Necesitaba hablar con alguien, y pensó en llamar a Fifi, lo más parecido que tenía a una amiga íntima. Habían trabajado juntas en Sweet Sixteen, muchos años atrás. Cuando Lisa entró a trabajar en Girl, se las ingenió para que nombraran a Fifi redactora adjunta de belleza. Cuando Fifi consiguió el trabajo de redactora jefe en Chic, avisó a -Lisa cuando se enteró de que estaban buscando a una directora adjunta. Cuando Lisa se marchó a Femme, Fifi ocupó el puesto de directora adjunta en Chic. Diez meses después nombraron a Lisa directora de Femme, y a Fifi directora de Chic. A Lisa siempre le había resultado fácil contarle sus penas a Fifi, porque ella entendía los peligros y dificultades de aquel trabajo que presuntamente tenía tanto glamour, mientras que los demás se morían de envidia.
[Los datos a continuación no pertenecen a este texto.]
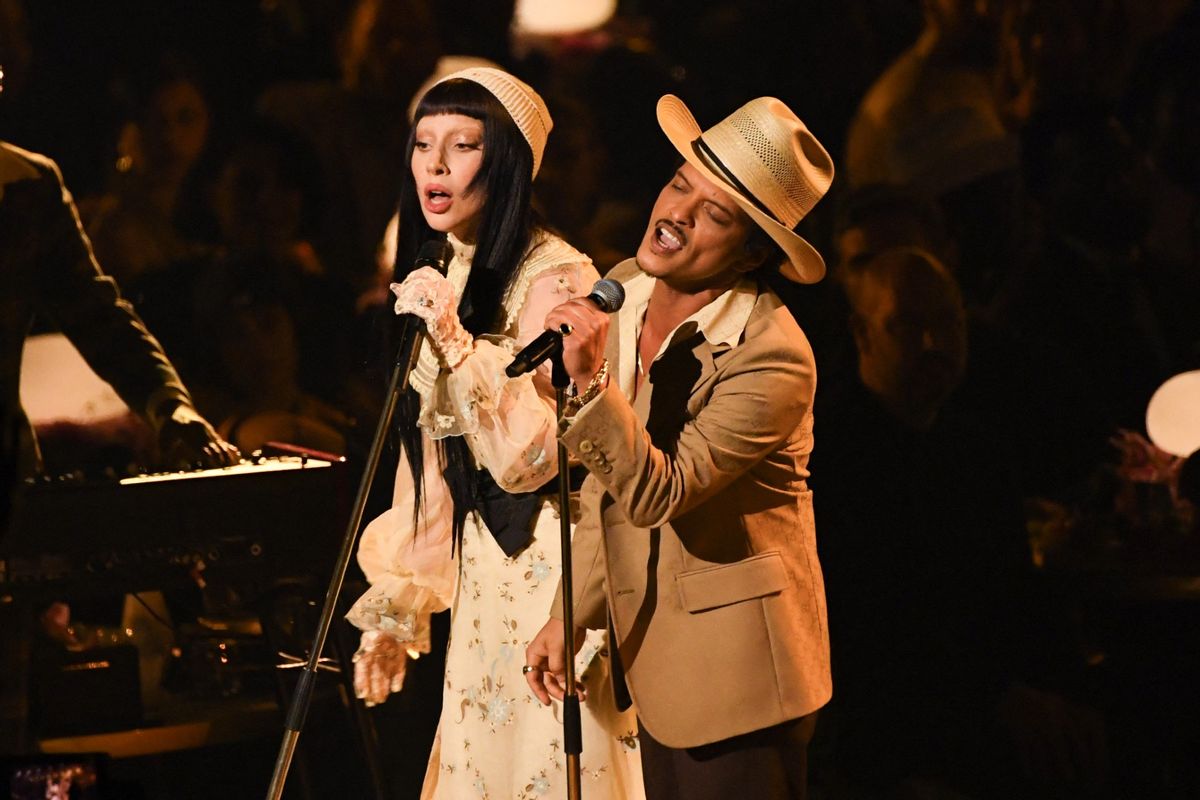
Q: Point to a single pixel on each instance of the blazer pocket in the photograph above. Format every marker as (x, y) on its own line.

Pero por algún extraño motivo, Lisa no se decidía a coger el auricular. Se dio cuenta de que estaba avergonzada. Y un tanto resentida. Aunque sus carreras habían recorrido una línea casi paralela, Lisa siempre le había llevado una pequeña ventaja a su amiga. La carrera de Fifi había sido una lucha constante, mientras que Lisa había triunfado casi sin esfuerzo. La habían nombrado directora casi un año antes que a Fifi, y aunque Chic y Femme competían casi directamente, las ventas de Femme superaban en más de cien mil ejemplares a las de Chic. Lisa había dado por supuesto, demasiado alegremente, que su traslado a Manhattan sería el empujón final y que Fifi ya no podría alcanzarla. Pero la habían mandado a Dublín, y de pronto Fifi, por defecto, se había situado a la cabeza de la carrera.

«Oliver», susurró Lisa, y de pronto volvió a inundarla la felicidad. Voy a llamarlo. Pero inmediatamente la oleada de ternura y buenos sentimientos se convirtió en amargura. Por un momento lo había olvidado. No lo echo de menos, se recordó. Lo que pasa es que estoy aburrida y deprimida.